К концу дня молва о приезде двух милиционеров и следователя с ищейкой дошла и до механизаторов, находившихся на далеких полевых станах.

Механик Максим Данилович Григораш, который был секретарем бригадной партийной организации, рассердился, что редко с ним бывало, и послал рассыльного с приказом собрать вечером партийную группу и актив бригады на совещание.

Пришел на совещание и дед Хоботька. По старой привычке он уселся около печки. Здесь он мог незаметно курить.

— Опять коники выкидывает наш Музуль! — сказал Григораш с обидой. — Какая же это голова бригады, если она пьяная… Что обещал нам Музуль, когда его ставили бригадиром? «Подниму хозяйство, внедрю передовые методы…» А что мы имеем на сегодня? Запустение в хозяйстве. Сколько можно с ним панькаться? Выговор он уже имеет по партийной линии? Имеет…

— Горбатого могила исправит, это верно, — прервал Григораша дед Хоботька. — Ты расскажи, Максим, сколько раз Музуль очки втирал колхозникам и правлению… И не пропал он, а, наверное, у кумы в станице празднует.

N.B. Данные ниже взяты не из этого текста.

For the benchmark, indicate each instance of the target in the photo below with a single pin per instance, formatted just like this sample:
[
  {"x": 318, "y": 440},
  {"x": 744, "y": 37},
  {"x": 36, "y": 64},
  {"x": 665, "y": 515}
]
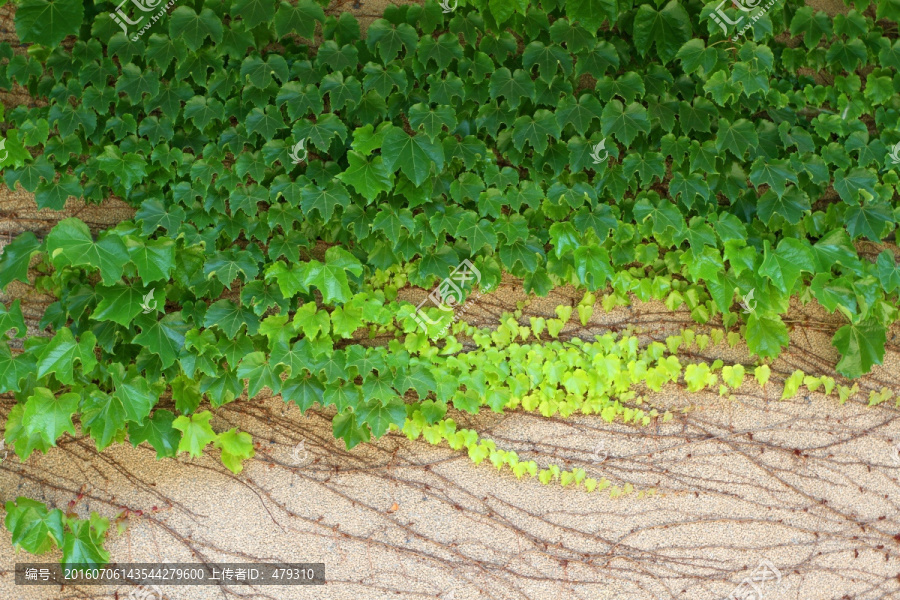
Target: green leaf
[
  {"x": 158, "y": 431},
  {"x": 380, "y": 416},
  {"x": 414, "y": 155},
  {"x": 187, "y": 25},
  {"x": 368, "y": 177},
  {"x": 872, "y": 219},
  {"x": 135, "y": 82},
  {"x": 766, "y": 335},
  {"x": 259, "y": 373},
  {"x": 165, "y": 337},
  {"x": 775, "y": 174},
  {"x": 53, "y": 194},
  {"x": 253, "y": 12},
  {"x": 129, "y": 168},
  {"x": 389, "y": 38},
  {"x": 12, "y": 319},
  {"x": 30, "y": 175},
  {"x": 16, "y": 258},
  {"x": 236, "y": 448},
  {"x": 303, "y": 391},
  {"x": 196, "y": 432},
  {"x": 861, "y": 346},
  {"x": 667, "y": 29},
  {"x": 511, "y": 86},
  {"x": 230, "y": 318},
  {"x": 103, "y": 417},
  {"x": 154, "y": 259},
  {"x": 535, "y": 130},
  {"x": 324, "y": 199},
  {"x": 84, "y": 546},
  {"x": 331, "y": 277},
  {"x": 738, "y": 137},
  {"x": 784, "y": 265},
  {"x": 345, "y": 427},
  {"x": 34, "y": 528},
  {"x": 300, "y": 18},
  {"x": 120, "y": 304},
  {"x": 48, "y": 22},
  {"x": 50, "y": 416},
  {"x": 848, "y": 185},
  {"x": 266, "y": 123},
  {"x": 790, "y": 205},
  {"x": 59, "y": 356},
  {"x": 625, "y": 122},
  {"x": 591, "y": 13}
]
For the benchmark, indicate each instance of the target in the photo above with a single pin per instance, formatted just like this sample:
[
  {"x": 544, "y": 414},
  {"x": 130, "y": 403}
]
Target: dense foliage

— Что верно, то верно, — поддержал деда кузнец Лоенко. — Музуль много наводил туману, первенство хотел по колхозу занять.

— Первенство? — спросил Григораш. — Наше хозяйство далеко отстало от других бригад колхоза — по всем отраслям. Надо подтянуться! А Музуля надо убрать. Как будто у нас в бригаде нет толковых хозяйственных людей… Взять, к примеру, ветеринара Кузьму Свиридовича Кавуна. Ему только дай простор — он наведет порядок. Давайте поставим его бригадиром. Уверен, правление колхоза утвердит его кандидатуру.

Так и было решено, как предложил Григораш.

Дед Хоботька сказал про себя:

— Одобряю. Подходящий человек.

После совещания дед подошел к новому бригадиру.

— Я знал твоего батька, — сказал он проникновенно, — вместе колхоз стягивали… Душевный человек был и отчаянный… Ты тоже вроде такой, бачу я…

— А вы не хвалите меня заранее, — сказал Кавун.

— Эге, сынок! — ответил дед Хоботька. — Это я попервах, для зарядки, а потом я с тобой поскубаюсь не раз.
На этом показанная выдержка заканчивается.